Dentsu made 39 deals totaling $1.9 billion in 2016. No. 2 WPP made 36 deals worth $1.15 billion, R3 said. Salesforce, which came in third, made one deal with its purchase of data management platform Krux for $700 million.
Meanwhile, 2016 might have been the year that the consulting firms got serious about expanding into marketing communications, as consultancies spent a total of $477 million buying such companies, up 234% from the previous year.
IBM invested more than $240 million into Resource Ammirati, Aperto and ecx.io. Accenture spent $232 million acquiring companies like Karmarama, Mobgen and IMJ. And Deloitte invested into boutique agency, Heat.
"The consultant firms have recognized that while they have the business processes, they are often lacking the best creative talent to drive breakthrough thinking," Greg Paull, R3 co-founder and principal, told Ad Age. "They will prove the most natural threat to the traditional path of the CMO through a holding group."

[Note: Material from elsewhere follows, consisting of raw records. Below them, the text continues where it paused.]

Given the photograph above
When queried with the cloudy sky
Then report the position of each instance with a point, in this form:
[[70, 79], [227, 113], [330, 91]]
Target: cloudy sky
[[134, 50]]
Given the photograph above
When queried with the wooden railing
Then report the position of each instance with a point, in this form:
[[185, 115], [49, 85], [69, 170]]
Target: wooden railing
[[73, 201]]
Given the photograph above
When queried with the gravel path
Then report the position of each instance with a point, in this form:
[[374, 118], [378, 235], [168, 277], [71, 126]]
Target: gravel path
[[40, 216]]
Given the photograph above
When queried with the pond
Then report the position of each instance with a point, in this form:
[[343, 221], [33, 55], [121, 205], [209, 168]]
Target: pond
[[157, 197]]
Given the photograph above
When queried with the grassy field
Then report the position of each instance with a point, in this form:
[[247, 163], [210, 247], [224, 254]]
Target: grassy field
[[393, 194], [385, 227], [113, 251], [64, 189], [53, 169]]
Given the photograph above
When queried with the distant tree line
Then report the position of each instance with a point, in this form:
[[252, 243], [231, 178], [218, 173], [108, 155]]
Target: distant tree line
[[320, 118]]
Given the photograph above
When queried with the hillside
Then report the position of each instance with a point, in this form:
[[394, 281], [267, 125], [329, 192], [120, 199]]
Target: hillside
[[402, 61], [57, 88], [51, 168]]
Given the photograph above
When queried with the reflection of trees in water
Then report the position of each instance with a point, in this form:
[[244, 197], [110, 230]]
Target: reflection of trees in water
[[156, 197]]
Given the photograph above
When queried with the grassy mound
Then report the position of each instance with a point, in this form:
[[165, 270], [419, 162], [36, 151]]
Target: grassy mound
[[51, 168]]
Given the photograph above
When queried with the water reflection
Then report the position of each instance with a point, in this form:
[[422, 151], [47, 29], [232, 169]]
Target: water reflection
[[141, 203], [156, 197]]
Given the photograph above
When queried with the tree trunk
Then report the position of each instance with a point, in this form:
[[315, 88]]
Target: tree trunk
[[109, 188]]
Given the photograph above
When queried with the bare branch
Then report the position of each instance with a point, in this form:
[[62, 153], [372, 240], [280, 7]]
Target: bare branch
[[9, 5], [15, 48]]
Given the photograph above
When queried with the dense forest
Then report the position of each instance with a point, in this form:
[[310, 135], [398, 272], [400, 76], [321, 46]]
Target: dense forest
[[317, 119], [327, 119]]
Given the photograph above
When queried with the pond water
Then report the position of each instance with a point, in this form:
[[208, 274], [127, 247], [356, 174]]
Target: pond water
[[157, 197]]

|Rank This Month||Rank Last Month||Holding Group||Recent Acquisitions||Total Sales Value [US$M]||No. Of Deals|
|1||1||Dentsu||Survios, Accordant Media, LiveLike, C2C Outdoor, Cardinal Path, Merkle, Gyro||1,379||9|
|2||2||WPP||Triad Retail Media, ScrollMotion, iStrategyLabs, Woven Digital, All Def Digital, Viscira, CMI||924||11|
|6||6||CSM||LeadDog Marketing Group||168||1|
|7||7||Stagwell Group||PMX Agency, Code and Theory||166||2|
|9||9||Vista Equity Partners||GovDelivery||154||1|
|=11||=11||Imagine Print Solution||Midnight Oil||112||2|
|=11||=11||WME/IMG||IMG LIVE, Fusion Marketing||112||1|
|=11||=11||Zeat Interactive||Acxiom (Enterprise Marketing Division)||112||1|
|=11||=11||Eastport Holdings||BFG Communications||112||1|
Methodology: R3 monthly reviews all public sources for M&A news across all marketing and media sectors in compiling this table. The complete table covers all individual acquisitions, more than can be featured in this summary report.
R3 applies a consistent multiplier to the estimated revenue of all agencies acquired, based on the reported percentage required.
Regardless of earn out terms, R3 assumes full sale amount of acquisitions at time of sale.